Inspiration
PolicyRx was inspired by a very real workflow problem from Anton Rx. Medical benefit drug coverage information still lives inside fragmented PDF policies, and analysts often have to read those documents manually just to answer straightforward questions like:
- Does this policy provider cover Keytruda?
- Did the criteria change this quarter?
- Which policy provider is easiest for patients to access?
There is no standardized, formulary-style source for medical benefit drugs, so we wanted to build a system that turns policy PDFs into structured, comparable intelligence.
What it does
PolicyRx ingests medical benefit policy PDFs for pembrolizumab (Keytruda, J9271) across four 2026 policy providers:
- Aetna
- UnitedHealthcare
- Cigna
- BCBS/Anthem
It then:
- extracts structured coverage information from the PDFs
- normalizes drug names and indications into comparable fields
- compares policy providers side by side
- extracts embedded Keytruda-related policy history
- ranks policy providers with an access leaderboard
- answers natural-language questions through PolicyRx Guide, a floating chatbot
The goal is to reduce manual document review and make policy intelligence easier to search, compare, and explain.
How we built it
We built PolicyRx as an end-to-end pipeline using:
PythonFastAPISQLitepdfplumberGoogle Gemini- a single-file HTML frontend
The pipeline works in 8 stages:
- PDF extraction with page-level text parsing
- Document-format detection
- Drug-specific text filtering
- Gemini-based structured extraction
- J-code normalization
- Indication and criteria normalization
- Storage, scoring, and deduplication
- Chunking and RAG-based policy Q&A
We also built a web interface with pages for:
- Overview
- Comparison
- Policy History
- Leaderboard
- Ingest PDFs
And we added PolicyRx Guide, a floating chatbot that lets users ask questions about Keytruda coverage without leaving the page they are on.
Challenges we ran into
One major challenge was that not all policy PDFs were structured the same way.
- Aetna and BCBS/Anthem were mostly drug-specific
- UnitedHealthcare and Cigna were broader oncology documents where Keytruda appeared inside a much larger policy
That meant we had to isolate only the relevant Keytruda sections before extraction.
Another challenge was making the output truly comparable. Raw extraction alone is not enough when different policy providers describe the same clinical idea in different language. We needed normalization layers for drug identity, indications, and PA criteria.
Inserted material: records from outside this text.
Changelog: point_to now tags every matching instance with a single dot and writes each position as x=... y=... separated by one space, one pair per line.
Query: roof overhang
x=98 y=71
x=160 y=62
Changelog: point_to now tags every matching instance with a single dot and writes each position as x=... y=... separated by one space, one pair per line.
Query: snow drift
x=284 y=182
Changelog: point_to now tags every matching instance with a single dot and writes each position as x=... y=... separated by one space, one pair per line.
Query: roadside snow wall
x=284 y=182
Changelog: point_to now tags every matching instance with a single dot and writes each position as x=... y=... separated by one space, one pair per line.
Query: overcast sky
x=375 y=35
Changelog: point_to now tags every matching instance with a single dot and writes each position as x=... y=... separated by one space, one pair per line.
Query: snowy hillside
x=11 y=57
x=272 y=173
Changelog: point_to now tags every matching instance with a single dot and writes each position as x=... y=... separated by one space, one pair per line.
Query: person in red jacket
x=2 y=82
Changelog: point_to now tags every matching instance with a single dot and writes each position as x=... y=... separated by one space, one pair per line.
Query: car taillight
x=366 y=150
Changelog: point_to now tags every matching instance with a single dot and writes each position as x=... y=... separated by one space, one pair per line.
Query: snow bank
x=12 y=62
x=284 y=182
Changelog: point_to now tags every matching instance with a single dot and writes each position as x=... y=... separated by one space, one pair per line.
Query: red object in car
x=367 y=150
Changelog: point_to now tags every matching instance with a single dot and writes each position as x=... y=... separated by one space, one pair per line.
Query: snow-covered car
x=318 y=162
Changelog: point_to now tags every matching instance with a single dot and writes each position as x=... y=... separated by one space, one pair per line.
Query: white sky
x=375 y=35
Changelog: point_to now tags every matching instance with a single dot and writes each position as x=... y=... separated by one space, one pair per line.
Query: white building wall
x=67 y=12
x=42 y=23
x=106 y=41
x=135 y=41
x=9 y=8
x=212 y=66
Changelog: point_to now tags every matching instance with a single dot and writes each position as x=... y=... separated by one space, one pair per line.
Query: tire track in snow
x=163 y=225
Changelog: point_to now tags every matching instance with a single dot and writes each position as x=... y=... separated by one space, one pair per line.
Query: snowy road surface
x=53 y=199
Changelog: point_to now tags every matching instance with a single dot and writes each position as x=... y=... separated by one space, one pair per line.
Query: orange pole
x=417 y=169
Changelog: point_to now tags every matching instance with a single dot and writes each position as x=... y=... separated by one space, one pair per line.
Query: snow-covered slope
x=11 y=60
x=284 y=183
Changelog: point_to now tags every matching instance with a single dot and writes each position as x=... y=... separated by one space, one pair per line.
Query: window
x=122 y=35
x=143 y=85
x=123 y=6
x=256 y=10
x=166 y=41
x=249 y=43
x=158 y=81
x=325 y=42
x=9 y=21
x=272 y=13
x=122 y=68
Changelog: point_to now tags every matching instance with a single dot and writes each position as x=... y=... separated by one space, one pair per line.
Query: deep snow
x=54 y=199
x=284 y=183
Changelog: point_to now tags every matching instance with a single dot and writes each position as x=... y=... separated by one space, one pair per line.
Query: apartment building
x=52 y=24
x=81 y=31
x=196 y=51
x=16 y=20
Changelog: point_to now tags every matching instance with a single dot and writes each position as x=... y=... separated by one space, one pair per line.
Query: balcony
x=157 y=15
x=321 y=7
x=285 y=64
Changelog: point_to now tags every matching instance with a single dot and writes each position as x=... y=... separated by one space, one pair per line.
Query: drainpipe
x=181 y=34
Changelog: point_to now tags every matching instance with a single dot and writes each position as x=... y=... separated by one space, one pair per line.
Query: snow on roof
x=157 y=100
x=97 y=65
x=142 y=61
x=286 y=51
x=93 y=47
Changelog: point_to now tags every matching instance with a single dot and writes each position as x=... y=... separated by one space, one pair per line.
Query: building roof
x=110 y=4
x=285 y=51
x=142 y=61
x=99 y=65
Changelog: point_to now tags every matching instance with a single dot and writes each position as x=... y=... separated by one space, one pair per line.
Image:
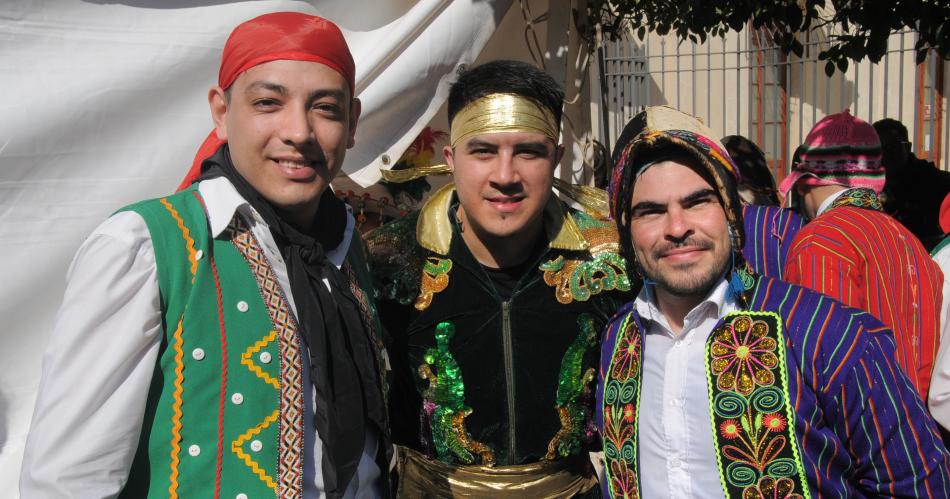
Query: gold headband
x=497 y=113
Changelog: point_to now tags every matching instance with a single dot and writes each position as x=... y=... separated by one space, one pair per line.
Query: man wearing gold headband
x=493 y=295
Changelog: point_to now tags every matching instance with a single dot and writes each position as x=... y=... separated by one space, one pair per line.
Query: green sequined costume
x=486 y=381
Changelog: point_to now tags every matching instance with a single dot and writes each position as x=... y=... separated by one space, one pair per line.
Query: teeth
x=293 y=165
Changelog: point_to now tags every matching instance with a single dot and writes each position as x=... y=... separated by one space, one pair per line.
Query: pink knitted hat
x=839 y=150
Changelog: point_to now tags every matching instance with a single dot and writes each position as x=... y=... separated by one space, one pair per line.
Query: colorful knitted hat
x=840 y=150
x=291 y=36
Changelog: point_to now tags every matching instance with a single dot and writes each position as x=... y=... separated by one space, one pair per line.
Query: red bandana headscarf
x=278 y=36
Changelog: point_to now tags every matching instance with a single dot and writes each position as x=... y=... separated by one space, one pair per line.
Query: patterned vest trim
x=226 y=397
x=752 y=417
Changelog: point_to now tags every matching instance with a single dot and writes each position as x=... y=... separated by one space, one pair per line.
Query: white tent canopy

We also ran into challenges around keeping the history view relevant. Some documents included broad administrative revision history, so we had to filter the history down to Keytruda-related entries only.
Accomplishments that we're proud of
We are proud that PolicyRx is not just a concept demo. It is an end-to-end working system.
Some of the accomplishments we are most proud of are:
- building a full ingest-to-interface workflow
- extracting structured Keytruda coverage data from four different policy providers
- handling both drug-specific PDFs and broad oncology PDFs
- turning embedded policy revision history into a timeline view
- creating an access leaderboard from policy language
- building a clean, Anton Rx-aligned interface for non-technical users
- adding a cited chatbot experience through PolicyRx Guide
We are also proud that the product feels like a real workflow tool rather than just a backend pipeline.
What we learned
We learned that this problem is not just about using AI to summarize PDFs. The harder and more valuable part is building the structure around the extraction.
We learned the importance of:
- filtering the right sections before model calls
- normalizing medical benefit drug identity with J-codes
- converting free text into comparable clinical fields
- designing the output for usability, not just technical correctness
We also learned that stakeholders need more than extracted text. They need comparison, change tracking, prioritization, and a fast way to ask follow-up questions.
What's next for PolicyRx
The next step for PolicyRx is to scale beyond a single live drug and become a broader medical benefit policy intelligence platform.
Future directions include:
- adding more drugs beyond Keytruda
- expanding the future-scope drug dropdown into real multi-drug support
- moving from SQLite to Postgres + pgvector
- improving retrieval with embeddings
- automating policy collection and refresh
- adding alerts for major policy changes
- supporting portfolio-level monitoring for Anton Rx teams
Our long-term vision is for PolicyRx to become the structured intelligence layer for medical benefit drug coverage, replacing manual PDF review with something much faster, more comparable, and more actionable.